In 1884, the school changed its name to Spelman Seminary to honor another philanthropist, abolitionist and educator, Laura Spelman Rockefeller. She was the wife of the powerful oil industrialist John D. Rockefeller. 

Donors’ Record of Generosity  

Businesswoman Ronda Stryker, a member of Spelman’s board of trustees, made the donation with her husband William Johnston. Stryker is a director and the largest shareholder of Stryker Corporation, a medical technology manufacturer. The couple are generous philanthropists, people who make large donations to institutions that benefit the public good. 

They donated $30 million to Spelman in 2018. In 2011 they donated $100 million for the Homer Stryker M.D. School of Medicine at Western Michigan University. 

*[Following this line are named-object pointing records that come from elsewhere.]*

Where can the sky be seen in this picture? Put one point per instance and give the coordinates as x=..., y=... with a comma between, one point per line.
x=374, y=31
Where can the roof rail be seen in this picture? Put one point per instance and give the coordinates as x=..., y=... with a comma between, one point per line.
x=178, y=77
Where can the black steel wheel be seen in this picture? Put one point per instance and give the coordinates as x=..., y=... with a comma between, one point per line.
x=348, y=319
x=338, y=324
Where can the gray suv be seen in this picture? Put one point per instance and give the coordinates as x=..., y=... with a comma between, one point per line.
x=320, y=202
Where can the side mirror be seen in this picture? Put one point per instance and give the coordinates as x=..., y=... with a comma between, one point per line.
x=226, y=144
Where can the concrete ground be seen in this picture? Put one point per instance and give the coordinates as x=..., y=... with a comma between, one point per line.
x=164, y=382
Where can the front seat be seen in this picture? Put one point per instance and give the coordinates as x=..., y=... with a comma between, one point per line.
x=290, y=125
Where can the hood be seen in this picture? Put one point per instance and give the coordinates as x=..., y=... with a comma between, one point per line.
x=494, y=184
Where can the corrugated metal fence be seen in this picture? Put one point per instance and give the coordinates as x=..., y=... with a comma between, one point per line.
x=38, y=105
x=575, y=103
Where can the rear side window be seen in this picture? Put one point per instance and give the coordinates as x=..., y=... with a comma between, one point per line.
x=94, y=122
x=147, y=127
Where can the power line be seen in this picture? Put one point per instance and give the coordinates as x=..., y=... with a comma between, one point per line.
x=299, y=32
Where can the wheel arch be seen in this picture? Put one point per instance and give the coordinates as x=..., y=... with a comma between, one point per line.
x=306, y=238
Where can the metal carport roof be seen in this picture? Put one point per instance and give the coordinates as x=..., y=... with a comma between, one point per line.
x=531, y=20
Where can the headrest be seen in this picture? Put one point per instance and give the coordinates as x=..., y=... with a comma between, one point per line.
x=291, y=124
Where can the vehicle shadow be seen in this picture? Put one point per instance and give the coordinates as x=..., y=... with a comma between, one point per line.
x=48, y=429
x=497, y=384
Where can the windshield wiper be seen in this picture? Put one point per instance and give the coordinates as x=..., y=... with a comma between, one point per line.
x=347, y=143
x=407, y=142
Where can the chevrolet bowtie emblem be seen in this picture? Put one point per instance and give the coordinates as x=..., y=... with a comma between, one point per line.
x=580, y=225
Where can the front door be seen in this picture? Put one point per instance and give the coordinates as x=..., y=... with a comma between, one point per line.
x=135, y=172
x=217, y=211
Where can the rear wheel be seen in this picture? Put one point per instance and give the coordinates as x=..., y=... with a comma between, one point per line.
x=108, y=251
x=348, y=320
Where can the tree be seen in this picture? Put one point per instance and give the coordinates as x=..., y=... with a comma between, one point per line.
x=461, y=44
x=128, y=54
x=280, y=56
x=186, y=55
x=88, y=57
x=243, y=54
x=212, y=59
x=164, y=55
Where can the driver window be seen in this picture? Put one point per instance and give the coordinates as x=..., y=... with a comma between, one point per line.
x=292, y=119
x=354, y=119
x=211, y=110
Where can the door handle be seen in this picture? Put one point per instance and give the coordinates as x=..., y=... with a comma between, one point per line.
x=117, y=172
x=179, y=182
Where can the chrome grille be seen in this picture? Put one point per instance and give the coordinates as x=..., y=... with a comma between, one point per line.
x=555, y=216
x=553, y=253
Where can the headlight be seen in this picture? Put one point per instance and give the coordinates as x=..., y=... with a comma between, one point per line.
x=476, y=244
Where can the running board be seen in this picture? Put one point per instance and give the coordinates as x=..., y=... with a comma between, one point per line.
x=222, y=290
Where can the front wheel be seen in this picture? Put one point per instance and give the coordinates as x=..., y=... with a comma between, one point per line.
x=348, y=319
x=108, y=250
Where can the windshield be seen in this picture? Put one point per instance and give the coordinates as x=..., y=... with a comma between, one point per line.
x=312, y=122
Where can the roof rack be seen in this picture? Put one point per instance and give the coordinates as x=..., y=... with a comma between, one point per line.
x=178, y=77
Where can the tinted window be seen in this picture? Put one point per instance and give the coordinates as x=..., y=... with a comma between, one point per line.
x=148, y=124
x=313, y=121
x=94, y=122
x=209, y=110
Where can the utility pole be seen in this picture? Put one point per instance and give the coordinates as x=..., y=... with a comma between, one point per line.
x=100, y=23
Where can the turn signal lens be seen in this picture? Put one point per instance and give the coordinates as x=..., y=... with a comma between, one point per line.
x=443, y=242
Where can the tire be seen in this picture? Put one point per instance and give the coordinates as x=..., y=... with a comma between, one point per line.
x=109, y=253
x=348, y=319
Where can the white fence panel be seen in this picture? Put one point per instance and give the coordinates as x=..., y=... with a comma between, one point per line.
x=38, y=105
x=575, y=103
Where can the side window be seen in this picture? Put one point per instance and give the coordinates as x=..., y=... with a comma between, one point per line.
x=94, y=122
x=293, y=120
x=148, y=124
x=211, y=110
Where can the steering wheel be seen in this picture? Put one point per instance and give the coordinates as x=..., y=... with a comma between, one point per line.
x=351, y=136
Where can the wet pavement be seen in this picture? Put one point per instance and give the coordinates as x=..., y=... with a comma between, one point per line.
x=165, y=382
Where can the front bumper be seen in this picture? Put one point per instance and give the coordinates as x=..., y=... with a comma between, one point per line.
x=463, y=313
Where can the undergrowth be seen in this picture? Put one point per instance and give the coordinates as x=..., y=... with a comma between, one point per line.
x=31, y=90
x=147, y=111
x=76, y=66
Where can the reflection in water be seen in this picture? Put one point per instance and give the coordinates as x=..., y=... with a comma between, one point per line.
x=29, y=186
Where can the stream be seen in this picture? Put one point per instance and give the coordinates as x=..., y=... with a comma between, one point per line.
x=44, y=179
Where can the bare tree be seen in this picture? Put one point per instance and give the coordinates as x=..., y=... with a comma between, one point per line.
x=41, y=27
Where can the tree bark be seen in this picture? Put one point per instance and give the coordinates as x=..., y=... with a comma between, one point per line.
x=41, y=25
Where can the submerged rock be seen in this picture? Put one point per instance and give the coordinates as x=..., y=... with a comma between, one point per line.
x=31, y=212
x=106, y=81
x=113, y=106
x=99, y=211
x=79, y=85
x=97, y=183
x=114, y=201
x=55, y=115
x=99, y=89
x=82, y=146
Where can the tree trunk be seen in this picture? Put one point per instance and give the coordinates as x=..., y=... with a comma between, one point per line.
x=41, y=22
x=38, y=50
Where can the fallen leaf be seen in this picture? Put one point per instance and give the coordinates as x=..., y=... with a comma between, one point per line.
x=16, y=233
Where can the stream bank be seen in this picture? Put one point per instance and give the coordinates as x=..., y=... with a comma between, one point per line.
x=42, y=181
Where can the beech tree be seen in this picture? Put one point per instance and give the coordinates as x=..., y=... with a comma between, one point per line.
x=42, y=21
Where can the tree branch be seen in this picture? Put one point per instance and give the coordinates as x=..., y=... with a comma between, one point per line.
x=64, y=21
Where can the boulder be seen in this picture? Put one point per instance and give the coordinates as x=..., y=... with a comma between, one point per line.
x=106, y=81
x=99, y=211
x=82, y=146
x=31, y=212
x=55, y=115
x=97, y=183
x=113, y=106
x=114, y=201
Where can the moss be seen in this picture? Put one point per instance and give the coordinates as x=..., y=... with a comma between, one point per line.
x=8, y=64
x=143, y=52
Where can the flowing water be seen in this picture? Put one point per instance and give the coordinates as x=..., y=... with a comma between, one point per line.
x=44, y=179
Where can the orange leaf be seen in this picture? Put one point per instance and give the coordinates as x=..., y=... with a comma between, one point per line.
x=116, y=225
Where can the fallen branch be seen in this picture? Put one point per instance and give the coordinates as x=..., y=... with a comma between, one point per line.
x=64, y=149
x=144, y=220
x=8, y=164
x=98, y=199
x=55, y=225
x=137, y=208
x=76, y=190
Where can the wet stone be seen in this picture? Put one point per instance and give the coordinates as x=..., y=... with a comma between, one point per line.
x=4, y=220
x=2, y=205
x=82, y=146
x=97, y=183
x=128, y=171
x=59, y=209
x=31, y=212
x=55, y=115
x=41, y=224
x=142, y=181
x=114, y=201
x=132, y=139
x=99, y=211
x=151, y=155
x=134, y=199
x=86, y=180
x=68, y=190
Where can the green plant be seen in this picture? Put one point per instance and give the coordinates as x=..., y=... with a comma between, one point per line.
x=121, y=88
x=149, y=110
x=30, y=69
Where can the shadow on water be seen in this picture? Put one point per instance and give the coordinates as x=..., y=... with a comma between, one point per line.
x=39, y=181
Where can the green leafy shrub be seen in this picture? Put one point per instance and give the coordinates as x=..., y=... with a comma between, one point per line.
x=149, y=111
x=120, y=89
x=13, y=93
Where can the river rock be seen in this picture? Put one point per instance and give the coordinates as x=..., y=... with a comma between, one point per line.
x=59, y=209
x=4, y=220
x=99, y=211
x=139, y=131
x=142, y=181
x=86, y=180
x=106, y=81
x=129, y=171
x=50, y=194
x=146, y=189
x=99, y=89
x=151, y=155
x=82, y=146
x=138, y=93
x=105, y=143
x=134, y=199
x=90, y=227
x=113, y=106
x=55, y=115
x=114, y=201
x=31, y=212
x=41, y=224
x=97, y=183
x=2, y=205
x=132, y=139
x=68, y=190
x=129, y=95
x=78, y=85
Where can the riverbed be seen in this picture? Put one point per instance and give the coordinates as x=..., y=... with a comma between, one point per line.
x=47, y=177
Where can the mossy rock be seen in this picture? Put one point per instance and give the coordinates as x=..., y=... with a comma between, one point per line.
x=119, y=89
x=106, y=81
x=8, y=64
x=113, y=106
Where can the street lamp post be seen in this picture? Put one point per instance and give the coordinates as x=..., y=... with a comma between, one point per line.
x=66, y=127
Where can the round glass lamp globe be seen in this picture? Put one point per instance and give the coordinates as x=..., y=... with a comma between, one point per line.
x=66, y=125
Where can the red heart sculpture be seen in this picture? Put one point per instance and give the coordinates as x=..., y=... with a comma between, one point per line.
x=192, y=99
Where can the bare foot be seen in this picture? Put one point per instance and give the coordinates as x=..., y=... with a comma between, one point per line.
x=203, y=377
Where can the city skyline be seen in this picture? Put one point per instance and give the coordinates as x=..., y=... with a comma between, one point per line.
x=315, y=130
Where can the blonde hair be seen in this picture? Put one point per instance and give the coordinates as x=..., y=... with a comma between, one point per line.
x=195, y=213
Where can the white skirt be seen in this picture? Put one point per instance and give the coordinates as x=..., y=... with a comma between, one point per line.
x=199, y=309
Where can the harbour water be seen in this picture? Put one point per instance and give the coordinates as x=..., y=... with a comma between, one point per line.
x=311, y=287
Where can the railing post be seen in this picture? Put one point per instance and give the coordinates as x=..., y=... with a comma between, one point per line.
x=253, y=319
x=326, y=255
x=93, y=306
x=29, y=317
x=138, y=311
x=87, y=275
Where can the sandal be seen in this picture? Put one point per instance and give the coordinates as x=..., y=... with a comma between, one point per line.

In general, the endowments of HBCUs lag behind those of other colleges. In recent years, however, large donations have been made to HBCU endowments by the Lilly Endowment Inc., MacKenzie Scott (the ex-wife of Amazon founder Jeff Bezos), and former New York mayor Michael Bloomberg. 

Educational Heritage of HBCUs 

HBCUs have a proud educational heritage dating to 1837 when Cheney University of Pennsylvania opened (then called the African Institute). Many HBCUs were formed in the post-Civil War era. Most of these schools were in the South. They prepared African American students for a variety of careers, including teaching, nursing, and science.  

The number of HBCUs continued to expand into the 1960s, when the Higher Education Act of 1965 officially defined HBCUs as institutions established before 1964 with the mission of educating African American students. There are currently about a hundred HBCUs in the United States. 

Some of the other well known HBCUs include Fisk University in Nashville, Tennessee; Florida A&M University in Tallahassee, Florida; Howard University in Washington, D.C.; Morehouse College in Atlanta, Georgia; and Tuskegee University in Tuskegee, Alabama.  

Dig Deeper Why do you think most of the HBCUs, which were established between 1837 and 1964, were in the South?